This project provides Python scripts for web scraping product information from Amazon. The project consists of two main scripts:
-
scrape.py
: This script scrapes product details, such as product titles and prices, from Amazon search results and saves the data to an Excel file. -
brand.py
: This script extends the functionality of the previous script by scraping additional information, specifically the brand of each product, and adds it to a new Excel file.
-
User-Agent Rotation: The scripts rotate through a list of user-agent strings to mimic different browsers, making the scraping process more like human behavior.
-
Random Delay: A random delay is introduced between requests to avoid overloading the server with too many requests in a short time.
Before running the scripts, ensure you have the following prerequisites:
- Python 3.x (Python 3.3 or later is recommended)
virtualenv
(optional but recommended for managing dependencies)

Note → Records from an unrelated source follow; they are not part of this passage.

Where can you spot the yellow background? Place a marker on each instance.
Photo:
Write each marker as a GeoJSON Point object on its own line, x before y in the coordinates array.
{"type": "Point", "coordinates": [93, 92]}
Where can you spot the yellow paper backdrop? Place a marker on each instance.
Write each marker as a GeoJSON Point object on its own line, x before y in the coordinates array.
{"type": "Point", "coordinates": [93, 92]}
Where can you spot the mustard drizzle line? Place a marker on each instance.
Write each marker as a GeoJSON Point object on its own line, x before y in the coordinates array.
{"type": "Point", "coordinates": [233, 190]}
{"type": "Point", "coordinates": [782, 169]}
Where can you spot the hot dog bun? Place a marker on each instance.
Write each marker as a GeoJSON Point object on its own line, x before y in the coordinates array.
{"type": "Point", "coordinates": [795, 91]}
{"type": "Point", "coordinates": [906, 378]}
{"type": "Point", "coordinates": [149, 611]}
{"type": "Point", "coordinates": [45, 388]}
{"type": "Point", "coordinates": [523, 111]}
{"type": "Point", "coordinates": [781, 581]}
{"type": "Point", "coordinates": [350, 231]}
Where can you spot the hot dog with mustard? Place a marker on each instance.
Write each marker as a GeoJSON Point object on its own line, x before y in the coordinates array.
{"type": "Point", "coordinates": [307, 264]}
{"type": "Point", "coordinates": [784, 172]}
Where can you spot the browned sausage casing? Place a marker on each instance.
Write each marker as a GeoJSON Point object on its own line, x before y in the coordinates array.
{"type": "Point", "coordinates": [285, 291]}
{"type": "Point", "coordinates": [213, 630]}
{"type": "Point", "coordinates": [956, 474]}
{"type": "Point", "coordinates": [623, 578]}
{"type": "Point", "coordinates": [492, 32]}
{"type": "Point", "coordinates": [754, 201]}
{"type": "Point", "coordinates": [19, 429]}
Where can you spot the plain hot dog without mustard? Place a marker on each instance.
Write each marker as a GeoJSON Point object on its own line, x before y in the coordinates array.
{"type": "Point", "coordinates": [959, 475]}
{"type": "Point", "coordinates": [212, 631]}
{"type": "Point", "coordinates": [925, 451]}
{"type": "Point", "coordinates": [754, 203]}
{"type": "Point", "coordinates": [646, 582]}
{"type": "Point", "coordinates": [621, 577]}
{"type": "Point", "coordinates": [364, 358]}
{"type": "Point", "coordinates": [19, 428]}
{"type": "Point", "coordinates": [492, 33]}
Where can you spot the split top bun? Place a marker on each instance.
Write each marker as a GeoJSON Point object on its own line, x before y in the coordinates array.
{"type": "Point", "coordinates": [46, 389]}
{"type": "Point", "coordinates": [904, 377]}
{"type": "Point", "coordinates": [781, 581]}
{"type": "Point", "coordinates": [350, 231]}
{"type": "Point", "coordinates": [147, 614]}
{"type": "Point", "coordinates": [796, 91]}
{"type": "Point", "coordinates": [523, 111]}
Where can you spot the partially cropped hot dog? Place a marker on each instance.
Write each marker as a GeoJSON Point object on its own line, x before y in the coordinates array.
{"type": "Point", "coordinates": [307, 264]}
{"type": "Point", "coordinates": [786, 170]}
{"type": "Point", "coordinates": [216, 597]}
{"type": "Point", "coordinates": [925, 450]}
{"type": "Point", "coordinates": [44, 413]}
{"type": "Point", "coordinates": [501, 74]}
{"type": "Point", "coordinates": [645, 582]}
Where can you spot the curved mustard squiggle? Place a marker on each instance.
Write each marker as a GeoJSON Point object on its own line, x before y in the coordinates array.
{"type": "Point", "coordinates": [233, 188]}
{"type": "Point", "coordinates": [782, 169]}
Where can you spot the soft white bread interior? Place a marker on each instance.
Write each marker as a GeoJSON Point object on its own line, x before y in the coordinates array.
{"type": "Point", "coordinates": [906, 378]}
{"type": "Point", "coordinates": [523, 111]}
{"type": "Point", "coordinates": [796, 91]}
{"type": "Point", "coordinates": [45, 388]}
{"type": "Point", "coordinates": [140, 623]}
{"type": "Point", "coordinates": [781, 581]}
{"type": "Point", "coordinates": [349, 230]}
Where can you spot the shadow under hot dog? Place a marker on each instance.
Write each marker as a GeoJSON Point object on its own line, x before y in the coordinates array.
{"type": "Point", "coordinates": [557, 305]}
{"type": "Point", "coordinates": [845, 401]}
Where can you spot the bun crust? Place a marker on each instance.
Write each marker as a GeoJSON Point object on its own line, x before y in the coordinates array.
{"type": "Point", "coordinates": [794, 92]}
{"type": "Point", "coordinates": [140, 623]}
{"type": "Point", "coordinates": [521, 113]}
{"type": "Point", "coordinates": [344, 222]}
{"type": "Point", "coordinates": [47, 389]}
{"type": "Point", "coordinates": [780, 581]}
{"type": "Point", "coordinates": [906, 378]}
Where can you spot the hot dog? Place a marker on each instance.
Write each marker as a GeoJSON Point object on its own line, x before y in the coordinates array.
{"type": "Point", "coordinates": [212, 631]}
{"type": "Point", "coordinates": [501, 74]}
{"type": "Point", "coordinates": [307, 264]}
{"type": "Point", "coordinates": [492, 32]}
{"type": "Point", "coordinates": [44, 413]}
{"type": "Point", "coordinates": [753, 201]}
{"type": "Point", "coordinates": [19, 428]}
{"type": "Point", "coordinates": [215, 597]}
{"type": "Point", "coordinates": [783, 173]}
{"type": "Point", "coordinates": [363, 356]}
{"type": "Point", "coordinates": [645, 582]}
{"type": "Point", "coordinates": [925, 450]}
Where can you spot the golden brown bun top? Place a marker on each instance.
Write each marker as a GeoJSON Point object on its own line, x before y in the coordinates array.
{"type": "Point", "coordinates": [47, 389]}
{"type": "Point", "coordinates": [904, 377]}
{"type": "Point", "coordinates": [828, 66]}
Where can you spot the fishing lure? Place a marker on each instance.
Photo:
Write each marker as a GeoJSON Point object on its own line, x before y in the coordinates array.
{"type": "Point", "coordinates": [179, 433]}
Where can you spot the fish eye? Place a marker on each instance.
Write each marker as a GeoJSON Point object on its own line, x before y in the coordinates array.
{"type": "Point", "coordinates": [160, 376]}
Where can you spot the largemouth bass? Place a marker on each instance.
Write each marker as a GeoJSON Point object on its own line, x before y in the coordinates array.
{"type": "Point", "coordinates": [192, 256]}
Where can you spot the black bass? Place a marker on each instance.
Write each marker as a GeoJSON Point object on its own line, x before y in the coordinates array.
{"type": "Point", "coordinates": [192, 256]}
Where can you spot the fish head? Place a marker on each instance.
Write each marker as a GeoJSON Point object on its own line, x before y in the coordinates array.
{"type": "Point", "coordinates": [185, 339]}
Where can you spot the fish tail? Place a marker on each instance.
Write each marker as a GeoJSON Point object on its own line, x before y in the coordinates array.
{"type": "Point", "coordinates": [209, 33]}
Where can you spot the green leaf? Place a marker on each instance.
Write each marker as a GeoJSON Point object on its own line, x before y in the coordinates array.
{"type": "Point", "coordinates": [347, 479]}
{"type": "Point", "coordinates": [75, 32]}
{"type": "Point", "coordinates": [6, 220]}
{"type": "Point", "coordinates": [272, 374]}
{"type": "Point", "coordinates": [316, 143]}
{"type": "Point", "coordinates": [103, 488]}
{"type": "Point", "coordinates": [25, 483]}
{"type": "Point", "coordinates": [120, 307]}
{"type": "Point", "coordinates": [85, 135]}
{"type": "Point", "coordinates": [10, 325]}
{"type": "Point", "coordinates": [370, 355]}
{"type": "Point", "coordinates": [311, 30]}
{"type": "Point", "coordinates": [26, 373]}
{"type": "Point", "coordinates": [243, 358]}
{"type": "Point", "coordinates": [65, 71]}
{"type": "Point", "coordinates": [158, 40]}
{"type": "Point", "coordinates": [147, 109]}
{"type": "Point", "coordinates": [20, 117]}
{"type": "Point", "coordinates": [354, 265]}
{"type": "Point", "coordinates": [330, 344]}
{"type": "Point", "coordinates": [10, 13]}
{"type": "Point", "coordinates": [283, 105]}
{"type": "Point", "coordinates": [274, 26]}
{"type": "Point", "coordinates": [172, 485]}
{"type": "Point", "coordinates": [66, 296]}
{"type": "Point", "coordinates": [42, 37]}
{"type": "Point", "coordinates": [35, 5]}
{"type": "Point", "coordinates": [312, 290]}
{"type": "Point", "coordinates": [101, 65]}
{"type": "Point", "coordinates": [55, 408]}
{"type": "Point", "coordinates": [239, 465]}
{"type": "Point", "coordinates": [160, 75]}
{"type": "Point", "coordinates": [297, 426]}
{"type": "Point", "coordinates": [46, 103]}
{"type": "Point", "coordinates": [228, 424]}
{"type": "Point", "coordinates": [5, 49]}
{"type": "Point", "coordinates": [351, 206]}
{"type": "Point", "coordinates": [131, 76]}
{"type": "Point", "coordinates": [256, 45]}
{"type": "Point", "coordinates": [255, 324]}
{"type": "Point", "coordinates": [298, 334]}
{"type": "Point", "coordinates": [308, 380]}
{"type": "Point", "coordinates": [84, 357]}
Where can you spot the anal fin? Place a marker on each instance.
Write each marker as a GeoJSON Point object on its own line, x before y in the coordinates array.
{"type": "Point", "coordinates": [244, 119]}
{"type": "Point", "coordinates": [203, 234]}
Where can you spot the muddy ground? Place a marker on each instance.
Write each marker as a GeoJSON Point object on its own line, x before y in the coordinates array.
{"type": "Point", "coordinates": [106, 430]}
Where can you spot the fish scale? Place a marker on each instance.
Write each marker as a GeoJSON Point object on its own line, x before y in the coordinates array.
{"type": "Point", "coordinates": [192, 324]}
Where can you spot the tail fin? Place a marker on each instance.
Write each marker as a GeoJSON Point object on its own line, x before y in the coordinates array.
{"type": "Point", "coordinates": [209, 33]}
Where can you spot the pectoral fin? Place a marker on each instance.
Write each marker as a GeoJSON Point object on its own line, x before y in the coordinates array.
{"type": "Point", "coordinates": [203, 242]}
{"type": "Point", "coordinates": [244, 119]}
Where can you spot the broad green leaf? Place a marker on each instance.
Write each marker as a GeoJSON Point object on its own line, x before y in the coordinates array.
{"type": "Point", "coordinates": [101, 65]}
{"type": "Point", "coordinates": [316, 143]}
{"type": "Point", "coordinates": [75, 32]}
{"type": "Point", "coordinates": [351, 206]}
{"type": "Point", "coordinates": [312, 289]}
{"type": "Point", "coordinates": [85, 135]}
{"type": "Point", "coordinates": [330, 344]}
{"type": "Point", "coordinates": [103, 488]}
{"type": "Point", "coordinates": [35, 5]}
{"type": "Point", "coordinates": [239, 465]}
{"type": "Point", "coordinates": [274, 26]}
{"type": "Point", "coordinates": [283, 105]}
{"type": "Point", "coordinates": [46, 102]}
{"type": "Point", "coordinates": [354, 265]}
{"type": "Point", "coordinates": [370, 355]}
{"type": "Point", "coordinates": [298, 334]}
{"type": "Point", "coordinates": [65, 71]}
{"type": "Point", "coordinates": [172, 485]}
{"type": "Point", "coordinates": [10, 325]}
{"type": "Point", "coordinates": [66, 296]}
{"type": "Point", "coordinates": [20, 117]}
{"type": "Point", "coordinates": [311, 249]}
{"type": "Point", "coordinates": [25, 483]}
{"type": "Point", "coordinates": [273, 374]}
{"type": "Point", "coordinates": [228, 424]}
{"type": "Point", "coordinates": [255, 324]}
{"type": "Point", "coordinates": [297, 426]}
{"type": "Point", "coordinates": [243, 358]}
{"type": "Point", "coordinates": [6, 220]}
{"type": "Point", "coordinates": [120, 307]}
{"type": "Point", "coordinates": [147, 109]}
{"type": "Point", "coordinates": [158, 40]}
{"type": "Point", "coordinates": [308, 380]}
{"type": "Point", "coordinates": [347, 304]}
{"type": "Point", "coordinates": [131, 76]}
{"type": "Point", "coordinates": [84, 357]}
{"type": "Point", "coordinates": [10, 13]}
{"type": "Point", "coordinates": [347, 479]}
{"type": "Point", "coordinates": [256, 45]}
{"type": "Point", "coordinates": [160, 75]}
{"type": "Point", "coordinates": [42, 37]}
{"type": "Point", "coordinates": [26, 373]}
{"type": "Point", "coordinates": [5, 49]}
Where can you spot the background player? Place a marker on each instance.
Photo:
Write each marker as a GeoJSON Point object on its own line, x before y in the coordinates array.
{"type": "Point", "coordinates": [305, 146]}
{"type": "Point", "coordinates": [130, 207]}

Create a virtual environment (Optional):
-
python -m venv venv
-
Activate the virtual environment:
On Windows:
venv\Scripts\activate
On macOS and Linux:
source venv/bin/activate
-
pip install requests beautifulsoup4 openpyxl pandas
-
Or to install the dependencies from the requirements.txt file, you can use the following command:
pip install -r requirements.txt
- To run scrape.py, use:
python scrape.py
- Input your URL via the console.
This script scrapes product titles and prices from Amazon search results and saves the data to an Excel file named products.xlsx.
- To run brand.py, use:
python brand.py
This script extends the functionality by scraping brand information and adding it to an Excel file named final.xlsx.
deactivate
- scrape.py: The main Python script for scraping product titles and prices.
- numprod.py: The script for scraping brand information and updating the Excel file.
- README.md: This documentation file.
- Requests - For making HTTP requests.
- Beautiful Soup - For parsing HTML content.
- openpyxl - For working with Excel files.
- pandas - For data manipulation and handling DataFrames.